The platform software segment is expected to be the largest during the forecast period
The platform software segment is expected to account for the largest market share during the forecast period driven by demand for scalable cloud-native solutions that integrate seamlessly with enterprise workflows. Software platforms provide centralized environments for training, deployment, and monitoring of generative AI models. Enterprises rely on these platforms to accelerate automation and reduce development complexity. Demand for robust platforms is rising as organizations expand AI adoption across industries. Integration with cloud ecosystems further strengthens platform scalability and accessibility. As enterprises prioritize efficiency and innovation software platforms are accelerating growth in the generative AI platform market.

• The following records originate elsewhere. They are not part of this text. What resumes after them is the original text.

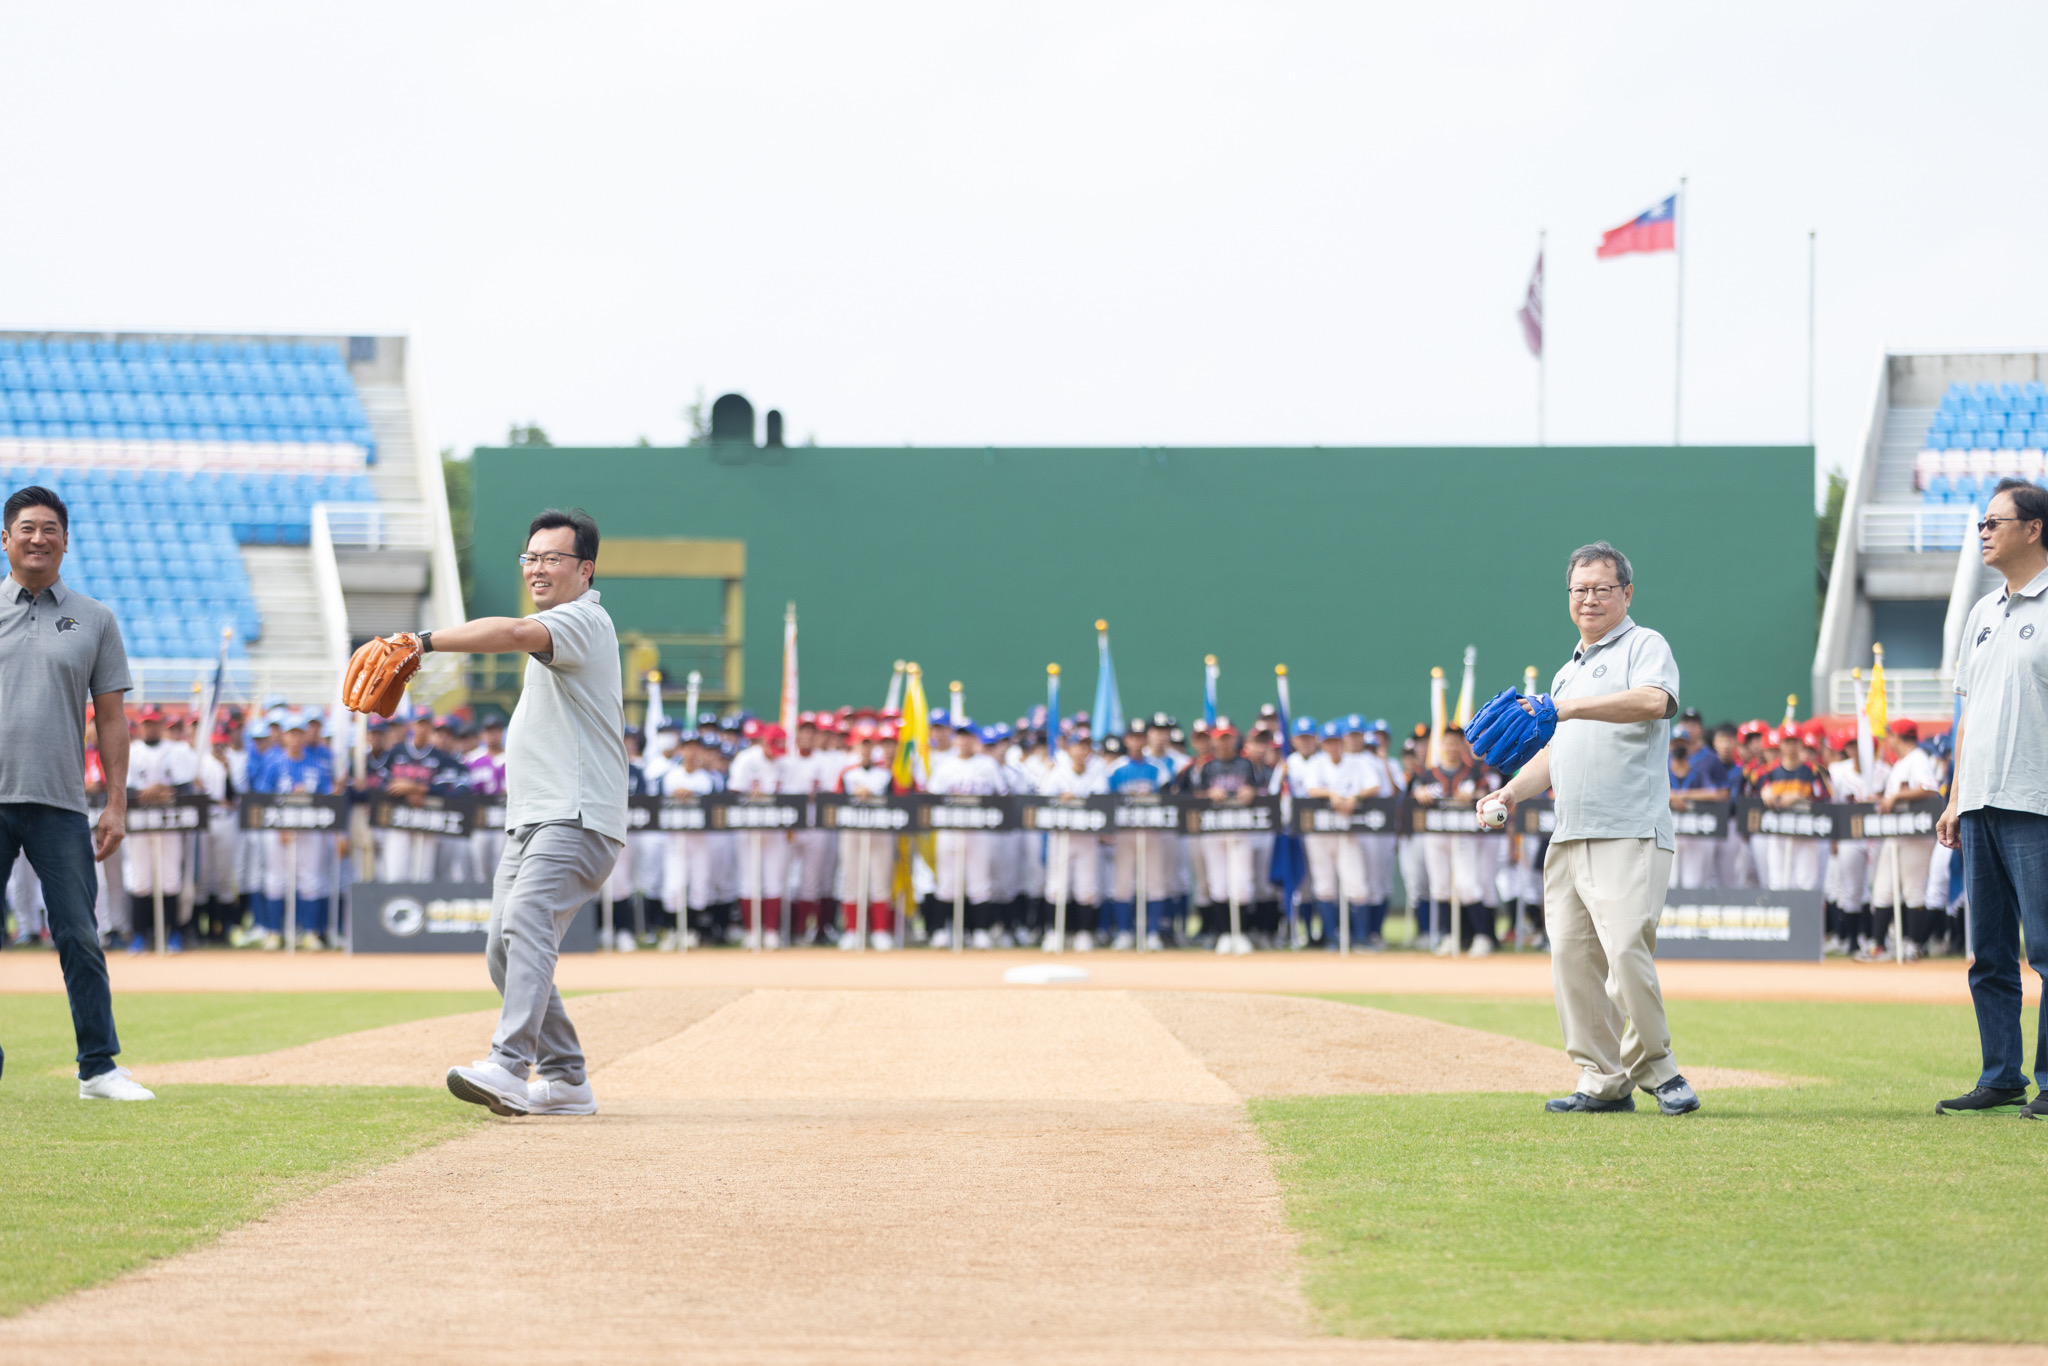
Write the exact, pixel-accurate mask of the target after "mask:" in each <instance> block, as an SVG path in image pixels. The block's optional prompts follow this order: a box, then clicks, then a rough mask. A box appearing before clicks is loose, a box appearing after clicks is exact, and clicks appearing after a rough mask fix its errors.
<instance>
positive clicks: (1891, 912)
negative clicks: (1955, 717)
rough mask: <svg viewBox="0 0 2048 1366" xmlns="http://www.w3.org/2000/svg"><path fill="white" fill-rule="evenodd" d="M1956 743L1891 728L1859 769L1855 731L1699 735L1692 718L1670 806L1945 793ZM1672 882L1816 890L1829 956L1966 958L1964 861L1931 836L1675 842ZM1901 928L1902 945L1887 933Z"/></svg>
mask: <svg viewBox="0 0 2048 1366" xmlns="http://www.w3.org/2000/svg"><path fill="white" fill-rule="evenodd" d="M1950 743H1952V737H1950V735H1948V733H1946V731H1944V733H1939V735H1929V737H1927V739H1925V741H1921V733H1919V727H1917V725H1915V723H1913V721H1894V723H1892V725H1890V727H1888V733H1886V735H1880V737H1876V739H1874V745H1872V760H1870V766H1868V770H1866V766H1864V764H1862V760H1860V758H1858V754H1860V748H1858V739H1855V729H1853V727H1847V725H1827V723H1823V721H1806V723H1804V725H1784V727H1772V725H1769V723H1765V721H1749V723H1743V725H1733V723H1722V725H1718V727H1714V729H1712V731H1710V729H1706V727H1704V725H1702V723H1700V719H1698V715H1696V713H1688V717H1686V721H1681V723H1679V727H1677V729H1675V731H1673V735H1671V805H1673V807H1675V809H1692V807H1710V805H1729V803H1733V801H1737V799H1743V797H1749V799H1757V801H1761V803H1765V805H1769V807H1780V809H1806V807H1815V805H1823V803H1876V805H1878V809H1880V811H1892V809H1894V807H1898V805H1901V803H1925V801H1931V799H1939V797H1946V793H1948V780H1950V772H1952V752H1950ZM1671 885H1673V887H1688V889H1694V887H1708V889H1710V887H1769V889H1774V891H1786V889H1804V891H1821V893H1823V899H1825V907H1827V928H1825V936H1827V938H1825V950H1827V952H1831V954H1855V956H1860V958H1866V961H1870V958H1886V956H1903V958H1917V956H1923V954H1929V952H1950V954H1962V952H1966V930H1964V905H1962V864H1960V858H1954V856H1952V852H1950V850H1946V848H1942V846H1939V844H1937V842H1935V838H1933V834H1925V836H1894V838H1884V840H1810V838H1796V836H1765V834H1759V836H1749V838H1743V836H1741V834H1739V831H1735V829H1731V831H1729V834H1726V836H1724V838H1718V840H1708V838H1700V836H1679V838H1677V858H1675V860H1673V864H1671ZM1894 920H1896V922H1898V930H1901V934H1903V940H1896V942H1894V938H1892V922H1894Z"/></svg>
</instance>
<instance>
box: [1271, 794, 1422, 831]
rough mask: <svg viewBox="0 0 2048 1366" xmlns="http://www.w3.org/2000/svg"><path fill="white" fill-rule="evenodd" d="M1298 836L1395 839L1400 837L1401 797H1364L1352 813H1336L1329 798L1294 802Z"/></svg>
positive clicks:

The small & medium enterprises (SMEs) segment is expected to have the highest CAGR during the forecast period
Over the forecast period, the small & medium enterprises (SMEs) segment is predicted to witness the highest growth rate supported by rising adoption of affordable cloud-based generative AI solutions. SMEs benefit from pay-per-use models that lower entry barriers and enable experimentation. Generative AI supports SMEs in marketing, product design, and customer engagement without heavy infrastructure costs. Cloud-native platforms provide flexibility and scalability tailored to SME needs. Growing reliance on digital-first strategies is reinforcing demand in this segment. As SMEs embrace AI-driven innovation generative AI adoption is propelling growth in the market.

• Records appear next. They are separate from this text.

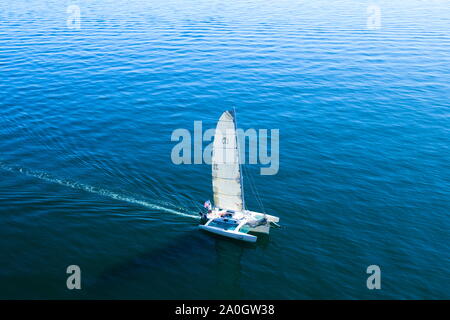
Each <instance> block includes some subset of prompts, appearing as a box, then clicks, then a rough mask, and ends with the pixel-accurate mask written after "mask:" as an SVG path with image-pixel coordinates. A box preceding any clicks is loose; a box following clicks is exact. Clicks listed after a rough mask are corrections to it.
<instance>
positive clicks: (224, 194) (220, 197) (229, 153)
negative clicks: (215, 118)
mask: <svg viewBox="0 0 450 320" xmlns="http://www.w3.org/2000/svg"><path fill="white" fill-rule="evenodd" d="M212 178H213V191H214V204H215V206H216V207H219V208H221V209H227V210H235V211H242V210H243V199H242V184H241V170H240V164H239V148H238V144H237V135H236V122H235V118H234V112H233V111H225V112H224V113H223V114H222V116H221V117H220V119H219V122H218V123H217V127H216V132H215V135H214V143H213V152H212Z"/></svg>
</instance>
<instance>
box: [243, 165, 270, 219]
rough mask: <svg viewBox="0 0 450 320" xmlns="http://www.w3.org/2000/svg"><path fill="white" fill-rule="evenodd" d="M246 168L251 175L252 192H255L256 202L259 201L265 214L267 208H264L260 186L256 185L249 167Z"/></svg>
mask: <svg viewBox="0 0 450 320" xmlns="http://www.w3.org/2000/svg"><path fill="white" fill-rule="evenodd" d="M244 167H245V166H244ZM245 170H246V171H247V176H248V177H249V182H250V188H251V189H252V192H253V193H254V194H255V198H256V202H257V203H258V205H259V206H260V207H261V209H262V211H263V213H264V214H265V213H266V209H265V208H264V204H263V202H262V200H261V197H260V195H259V192H258V188H257V187H256V183H255V181H254V179H253V177H252V175H251V174H250V171H249V169H248V168H245Z"/></svg>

During the forecast period, the North America region is expected to hold the largest market share driven by advanced cloud infrastructure strong AI adoption and early investment in generative platforms by enterprises. The presence of leading technology providers and mature digital ecosystems supports large-scale deployments. Regulatory emphasis on innovation and compliance drives adoption of secure AI platforms. Enterprises in North America prioritize automation and customer engagement through generative AI. High demand for AI-driven content creation further strengthens adoption. North America's mature digital landscape is fostering sustained growth in the market.

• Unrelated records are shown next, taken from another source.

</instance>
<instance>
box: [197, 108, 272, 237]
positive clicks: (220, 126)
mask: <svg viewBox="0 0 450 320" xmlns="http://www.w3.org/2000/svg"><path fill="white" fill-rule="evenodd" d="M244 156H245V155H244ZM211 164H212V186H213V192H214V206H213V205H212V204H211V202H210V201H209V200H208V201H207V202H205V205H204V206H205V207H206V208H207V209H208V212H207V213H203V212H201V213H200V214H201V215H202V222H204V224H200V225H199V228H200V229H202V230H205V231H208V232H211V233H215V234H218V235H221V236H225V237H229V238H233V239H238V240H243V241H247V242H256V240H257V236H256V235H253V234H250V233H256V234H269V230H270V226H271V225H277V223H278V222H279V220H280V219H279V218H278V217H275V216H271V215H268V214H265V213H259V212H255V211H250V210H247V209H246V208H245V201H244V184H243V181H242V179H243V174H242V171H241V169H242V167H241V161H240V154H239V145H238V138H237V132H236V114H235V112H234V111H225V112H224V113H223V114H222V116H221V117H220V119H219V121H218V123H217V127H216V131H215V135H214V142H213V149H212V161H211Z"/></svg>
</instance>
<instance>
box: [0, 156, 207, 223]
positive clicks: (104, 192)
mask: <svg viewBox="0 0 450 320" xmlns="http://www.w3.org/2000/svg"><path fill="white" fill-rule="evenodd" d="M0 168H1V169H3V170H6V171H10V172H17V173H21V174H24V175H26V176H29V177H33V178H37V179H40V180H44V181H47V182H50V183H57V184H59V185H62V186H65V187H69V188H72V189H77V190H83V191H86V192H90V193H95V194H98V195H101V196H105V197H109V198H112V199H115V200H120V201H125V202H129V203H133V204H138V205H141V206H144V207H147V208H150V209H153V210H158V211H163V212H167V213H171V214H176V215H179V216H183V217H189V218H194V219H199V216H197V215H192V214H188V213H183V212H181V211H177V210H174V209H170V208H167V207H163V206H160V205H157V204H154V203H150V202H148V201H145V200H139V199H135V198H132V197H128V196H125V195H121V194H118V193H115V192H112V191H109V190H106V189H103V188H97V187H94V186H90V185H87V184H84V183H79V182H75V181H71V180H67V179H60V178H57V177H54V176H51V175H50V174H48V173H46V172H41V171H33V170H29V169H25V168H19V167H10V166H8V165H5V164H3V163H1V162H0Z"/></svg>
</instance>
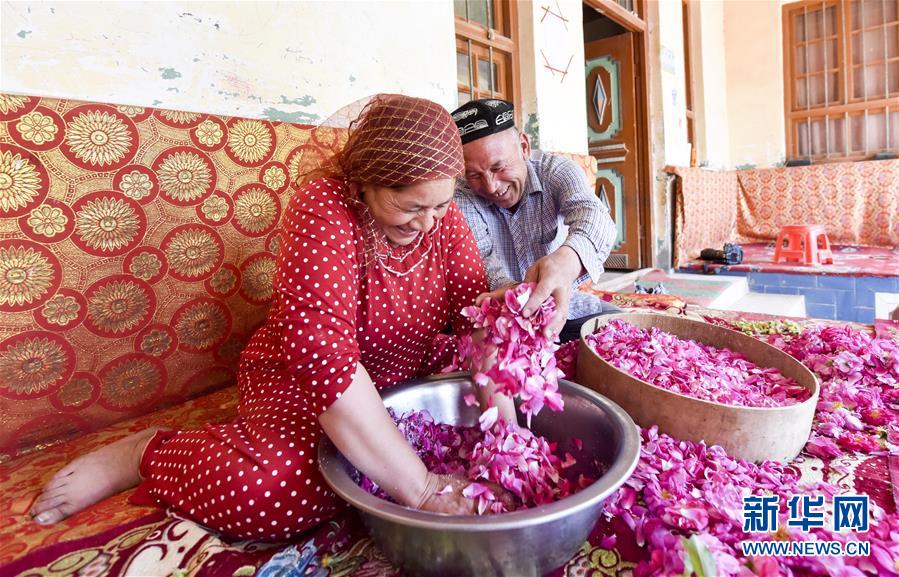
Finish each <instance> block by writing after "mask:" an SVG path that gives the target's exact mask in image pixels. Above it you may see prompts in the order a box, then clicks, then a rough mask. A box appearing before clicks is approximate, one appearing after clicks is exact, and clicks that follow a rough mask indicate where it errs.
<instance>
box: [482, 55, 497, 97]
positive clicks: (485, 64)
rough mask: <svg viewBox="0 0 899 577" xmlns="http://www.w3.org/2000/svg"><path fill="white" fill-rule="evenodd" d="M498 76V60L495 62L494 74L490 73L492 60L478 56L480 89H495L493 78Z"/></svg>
mask: <svg viewBox="0 0 899 577" xmlns="http://www.w3.org/2000/svg"><path fill="white" fill-rule="evenodd" d="M494 78H496V62H494V63H493V75H492V76H491V75H490V61H488V60H481V59H480V58H478V90H493V89H494V88H493V79H494Z"/></svg>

Over the forecast period, the Asia Pacific region is anticipated to exhibit the highest CAGR fueled by rapid industrialization expanding cloud adoption and government-led digital initiatives across emerging economies. Countries such as China, India, and Southeast Asia are investing heavily in AI infrastructure and generative platforms. Rising demand for e-commerce, fintech, and healthcare innovation strengthens adoption of generative AI solutions. Local enterprises are deploying scalable platforms to meet growing digital needs. Expanding digital ecosystems are reinforcing the role of AI in enterprise modernization.
Key players in the market
Some of the key players in Generative AI Platform Market include Microsoft Corporation, Google LLC, Amazon Web Services, Inc., IBM Corporation, OpenAI, Inc., Anthropic PBC, Cohere Inc., Stability AI Ltd., Hugging Face, Inc., Salesforce, Inc., SAP SE, Oracle Corporation, Adobe Inc., NVIDIA Corporation and Meta Platforms, Inc.
In June 2024, OpenAI completed the acquisition of Rockset, a real-time analytics database startup. This technology is being integrated to power OpenAI's retrieval infrastructure, enabling faster and more efficient data processing for enterprise clients.
In May 2024, Google acquired Cameyo, a provider of virtual application delivery solutions, to deeply integrate its technology into ChromeOS. This is a strategic move to enhance enterprise capabilities and is directly tied to Google's broader AI-powered workspace ecosystem.
Note: Tables for North America, Europe, APAC, South America, and Middle East & Africa Regions are also represented in the same manner as above.